To LCA, 2 Dec., Adams Papers. The letter contained a request that various dates be supplied. On the biographical sketch, see entry of 11 Nov., above.

2.

The Daily Advertiser, 2 Dec., p. 2, cols. 5–6, carried a communication from Rev. William Ellery Channing protesting the action of the mayor and aldermen in denying the use of Faneuil Hall for a meeting to express the public outrage at the murder of Elijah P. Lovejoy in Illinois. To the letter was appended editorial comment approving the official action.

3.

The editorial in the Boston Morning Post, 2 Dec., p. 2, cols. 1–2, strongly opposed the action of the mayor and aldermen. CFA’s communication endorsing the stand must be that signed “One of the Many” in the 4 Dec. issue, p. 2, col. 2: “Words cannot express the deep loathing which I feel for doctrines which sap the very foundations of our free republican institutions.... [I]f ever I, knowingly, vote for one of the persons who could consent to lay Boston under the burning disgrace of this proceeding, may I suffer the fate which poor Lovejoy met in resisting the same tyrranical spirit!”

Sunday. 3d. CFA

1837-12-03

Sunday. 3d. CFA
Sunday. 3d.

A very mild day. I went to Meeting after devoting an hour to coins nearly all of which I have arranged. The knowledge to be acquired by them is very considerable. I begin to define more accurately the succession of the Roman Empire than I ever could through Gibbon.

Mr. Frothingham preached in the morning from Revelation 21. 23. “And the lamb is the light thereof.” The true purpose of the Christian dispensation to furnish a refuge from the stormy passions of the world, through which position a glance at the present excited state of the public mind and the attempt to work upon through the pulpit in the 354case of this Lovejoy. The view is undoubtedly just, but Mr.

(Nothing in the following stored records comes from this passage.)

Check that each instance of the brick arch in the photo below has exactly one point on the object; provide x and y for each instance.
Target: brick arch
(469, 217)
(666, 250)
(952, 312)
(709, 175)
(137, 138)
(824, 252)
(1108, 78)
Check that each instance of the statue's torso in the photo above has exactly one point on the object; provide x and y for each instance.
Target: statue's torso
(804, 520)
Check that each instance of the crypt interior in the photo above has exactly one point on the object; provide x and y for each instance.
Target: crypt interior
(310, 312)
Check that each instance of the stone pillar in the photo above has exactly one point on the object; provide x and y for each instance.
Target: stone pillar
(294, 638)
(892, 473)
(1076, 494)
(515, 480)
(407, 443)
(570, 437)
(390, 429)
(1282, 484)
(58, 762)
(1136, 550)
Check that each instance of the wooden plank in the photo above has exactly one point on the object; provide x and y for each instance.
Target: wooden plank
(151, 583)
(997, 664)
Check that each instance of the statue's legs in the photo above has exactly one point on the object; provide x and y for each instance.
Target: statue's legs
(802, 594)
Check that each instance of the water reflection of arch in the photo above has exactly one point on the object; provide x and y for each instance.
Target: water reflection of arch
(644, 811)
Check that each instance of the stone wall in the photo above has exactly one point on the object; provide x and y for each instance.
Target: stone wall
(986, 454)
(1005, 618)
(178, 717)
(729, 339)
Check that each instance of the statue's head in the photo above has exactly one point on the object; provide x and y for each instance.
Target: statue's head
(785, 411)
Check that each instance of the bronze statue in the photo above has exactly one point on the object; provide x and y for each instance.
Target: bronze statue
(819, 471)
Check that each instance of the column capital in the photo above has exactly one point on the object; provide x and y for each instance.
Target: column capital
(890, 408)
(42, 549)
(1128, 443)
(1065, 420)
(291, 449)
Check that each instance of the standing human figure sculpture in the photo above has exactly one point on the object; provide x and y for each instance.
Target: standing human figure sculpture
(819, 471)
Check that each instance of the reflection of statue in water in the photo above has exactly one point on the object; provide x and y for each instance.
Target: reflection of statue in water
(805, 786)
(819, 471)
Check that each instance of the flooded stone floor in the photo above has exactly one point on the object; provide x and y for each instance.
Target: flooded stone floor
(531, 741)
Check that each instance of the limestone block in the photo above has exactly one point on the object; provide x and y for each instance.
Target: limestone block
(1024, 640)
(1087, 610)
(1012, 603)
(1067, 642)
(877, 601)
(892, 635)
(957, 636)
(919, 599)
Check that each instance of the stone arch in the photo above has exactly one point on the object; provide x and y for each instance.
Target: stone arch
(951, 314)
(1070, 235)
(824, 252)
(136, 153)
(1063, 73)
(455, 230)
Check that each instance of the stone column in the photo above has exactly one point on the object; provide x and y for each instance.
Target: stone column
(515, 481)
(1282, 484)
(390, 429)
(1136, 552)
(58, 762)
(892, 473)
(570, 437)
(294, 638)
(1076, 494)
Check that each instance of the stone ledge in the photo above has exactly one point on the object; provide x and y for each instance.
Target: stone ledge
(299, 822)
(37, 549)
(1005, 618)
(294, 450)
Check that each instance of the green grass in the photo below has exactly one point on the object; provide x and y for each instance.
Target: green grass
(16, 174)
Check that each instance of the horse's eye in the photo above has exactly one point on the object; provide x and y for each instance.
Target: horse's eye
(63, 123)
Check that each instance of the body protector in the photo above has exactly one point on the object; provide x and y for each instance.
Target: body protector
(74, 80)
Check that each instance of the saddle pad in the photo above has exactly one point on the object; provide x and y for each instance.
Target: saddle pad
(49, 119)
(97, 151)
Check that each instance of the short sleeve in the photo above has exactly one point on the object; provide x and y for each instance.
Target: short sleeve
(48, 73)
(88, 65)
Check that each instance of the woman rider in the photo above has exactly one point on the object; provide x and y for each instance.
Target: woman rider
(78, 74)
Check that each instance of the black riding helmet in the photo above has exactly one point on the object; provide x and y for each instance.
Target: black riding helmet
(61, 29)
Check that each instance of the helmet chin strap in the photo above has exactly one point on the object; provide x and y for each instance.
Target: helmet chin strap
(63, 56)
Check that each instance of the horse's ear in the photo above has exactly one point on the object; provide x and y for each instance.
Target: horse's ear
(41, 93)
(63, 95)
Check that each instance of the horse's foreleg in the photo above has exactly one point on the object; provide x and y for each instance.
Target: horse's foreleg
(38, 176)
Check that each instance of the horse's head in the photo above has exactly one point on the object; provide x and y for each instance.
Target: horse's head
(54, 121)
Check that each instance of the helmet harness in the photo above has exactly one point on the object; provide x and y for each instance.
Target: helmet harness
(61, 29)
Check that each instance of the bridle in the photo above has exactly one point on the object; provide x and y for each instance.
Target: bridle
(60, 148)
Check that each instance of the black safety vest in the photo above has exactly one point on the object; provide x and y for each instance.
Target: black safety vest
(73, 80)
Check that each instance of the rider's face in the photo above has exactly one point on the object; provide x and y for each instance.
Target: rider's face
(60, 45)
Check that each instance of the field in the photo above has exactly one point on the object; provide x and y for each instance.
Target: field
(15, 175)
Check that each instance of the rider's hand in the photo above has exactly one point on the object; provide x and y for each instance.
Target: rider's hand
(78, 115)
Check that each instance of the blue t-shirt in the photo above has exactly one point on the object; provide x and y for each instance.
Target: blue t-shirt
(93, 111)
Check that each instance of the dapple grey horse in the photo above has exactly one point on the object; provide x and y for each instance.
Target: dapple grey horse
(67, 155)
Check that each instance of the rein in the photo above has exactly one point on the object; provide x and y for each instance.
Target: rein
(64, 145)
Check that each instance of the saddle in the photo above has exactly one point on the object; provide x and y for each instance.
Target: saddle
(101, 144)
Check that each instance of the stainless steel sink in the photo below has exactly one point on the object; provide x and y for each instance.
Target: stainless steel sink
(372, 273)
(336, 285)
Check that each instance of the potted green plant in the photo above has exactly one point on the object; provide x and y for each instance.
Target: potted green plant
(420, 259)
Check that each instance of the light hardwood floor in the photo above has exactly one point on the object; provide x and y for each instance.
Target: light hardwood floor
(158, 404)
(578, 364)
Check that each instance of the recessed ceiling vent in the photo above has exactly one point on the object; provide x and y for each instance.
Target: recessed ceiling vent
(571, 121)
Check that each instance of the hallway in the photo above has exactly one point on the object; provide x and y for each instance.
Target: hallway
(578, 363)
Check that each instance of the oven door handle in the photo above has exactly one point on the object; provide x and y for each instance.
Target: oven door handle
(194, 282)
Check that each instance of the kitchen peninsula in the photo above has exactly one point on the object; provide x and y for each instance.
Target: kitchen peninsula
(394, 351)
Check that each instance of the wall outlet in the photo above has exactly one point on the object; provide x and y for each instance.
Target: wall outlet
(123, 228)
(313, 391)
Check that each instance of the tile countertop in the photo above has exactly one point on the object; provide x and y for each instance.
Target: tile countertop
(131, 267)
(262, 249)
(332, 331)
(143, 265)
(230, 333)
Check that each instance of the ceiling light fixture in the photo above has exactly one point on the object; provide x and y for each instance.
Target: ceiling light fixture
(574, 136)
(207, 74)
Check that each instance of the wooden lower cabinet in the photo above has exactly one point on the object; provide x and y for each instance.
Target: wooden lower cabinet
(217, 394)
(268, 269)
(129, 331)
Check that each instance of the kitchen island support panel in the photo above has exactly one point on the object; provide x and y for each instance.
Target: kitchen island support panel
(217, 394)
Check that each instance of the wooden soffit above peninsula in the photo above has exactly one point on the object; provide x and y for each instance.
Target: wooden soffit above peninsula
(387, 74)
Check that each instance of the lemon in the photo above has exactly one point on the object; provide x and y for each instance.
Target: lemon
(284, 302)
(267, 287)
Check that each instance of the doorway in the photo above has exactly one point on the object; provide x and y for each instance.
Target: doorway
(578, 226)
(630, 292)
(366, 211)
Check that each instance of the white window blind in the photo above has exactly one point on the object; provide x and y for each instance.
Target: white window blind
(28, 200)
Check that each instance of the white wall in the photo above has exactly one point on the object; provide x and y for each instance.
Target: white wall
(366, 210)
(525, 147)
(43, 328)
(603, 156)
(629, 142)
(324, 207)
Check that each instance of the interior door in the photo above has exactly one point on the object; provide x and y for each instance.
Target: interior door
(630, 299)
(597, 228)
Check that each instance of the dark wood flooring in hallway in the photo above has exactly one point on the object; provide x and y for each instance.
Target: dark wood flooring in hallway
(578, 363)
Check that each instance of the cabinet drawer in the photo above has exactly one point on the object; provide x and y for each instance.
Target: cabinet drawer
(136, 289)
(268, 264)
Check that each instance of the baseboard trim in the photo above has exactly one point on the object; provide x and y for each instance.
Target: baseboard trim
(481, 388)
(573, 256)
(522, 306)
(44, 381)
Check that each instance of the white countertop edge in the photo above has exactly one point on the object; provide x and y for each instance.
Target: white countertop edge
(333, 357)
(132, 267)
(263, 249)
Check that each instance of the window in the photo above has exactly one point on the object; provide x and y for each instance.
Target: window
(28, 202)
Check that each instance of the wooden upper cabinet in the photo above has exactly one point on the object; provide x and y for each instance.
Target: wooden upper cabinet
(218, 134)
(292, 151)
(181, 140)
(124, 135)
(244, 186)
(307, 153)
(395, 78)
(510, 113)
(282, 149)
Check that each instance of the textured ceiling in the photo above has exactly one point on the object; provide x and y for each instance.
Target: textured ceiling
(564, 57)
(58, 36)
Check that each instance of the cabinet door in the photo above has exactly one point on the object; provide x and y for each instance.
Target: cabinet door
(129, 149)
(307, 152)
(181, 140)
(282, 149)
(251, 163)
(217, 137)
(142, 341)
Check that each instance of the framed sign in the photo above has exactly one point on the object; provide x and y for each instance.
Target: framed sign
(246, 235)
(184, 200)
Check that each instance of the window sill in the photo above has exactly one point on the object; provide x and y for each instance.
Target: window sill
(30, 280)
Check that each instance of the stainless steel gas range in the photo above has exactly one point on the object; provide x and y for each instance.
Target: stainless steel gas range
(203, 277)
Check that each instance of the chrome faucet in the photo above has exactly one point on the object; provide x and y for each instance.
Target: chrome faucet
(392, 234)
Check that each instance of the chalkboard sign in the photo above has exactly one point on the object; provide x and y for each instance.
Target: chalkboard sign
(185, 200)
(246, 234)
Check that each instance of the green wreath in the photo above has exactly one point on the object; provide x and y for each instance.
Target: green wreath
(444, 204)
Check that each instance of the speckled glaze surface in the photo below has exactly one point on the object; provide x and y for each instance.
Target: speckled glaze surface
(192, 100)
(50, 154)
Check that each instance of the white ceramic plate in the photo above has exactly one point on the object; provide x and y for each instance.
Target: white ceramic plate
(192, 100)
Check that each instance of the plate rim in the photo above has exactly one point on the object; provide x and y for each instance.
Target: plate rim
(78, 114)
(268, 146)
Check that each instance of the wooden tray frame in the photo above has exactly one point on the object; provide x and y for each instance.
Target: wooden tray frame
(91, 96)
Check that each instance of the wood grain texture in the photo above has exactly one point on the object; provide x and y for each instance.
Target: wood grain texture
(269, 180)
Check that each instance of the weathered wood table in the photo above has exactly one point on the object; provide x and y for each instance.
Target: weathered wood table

Frothingham like all others of that school wears the collar of public opinion and becomes the instrument of it to ungenerous and illiberal purposes of which he is not himself conscious.

Walk with my boy John, met Edward Brooks who tells me my opinions of the Mayor’s reasoning are held by many. We are not all broken into the cotton interest then. Afternoon, Matthew 25. 29. “For unto every one that hath, shall be given, and he shall have abundance: but from him that hath not shall be taken away even that which he hath.” An explanation of this singular text and illustration of it in life. Another walk with my little girl after which read a Sermon of Sterne on Religious Enthusiasm. St. John 15. 5. “For without me, ye can do nothing.” The influences of the spirit erroneously construed to work too much by some sects and too little by others, but the Sermon appears to me a feeble one.

Evening, I went down with my Wife to pay a visit to Edward and his Wife. Mrs. Lyman was there. Conversation with him upon various matters. He is always quite liberal in his tone with me and would be so generally, if it was not for the surroundings. Home at ten.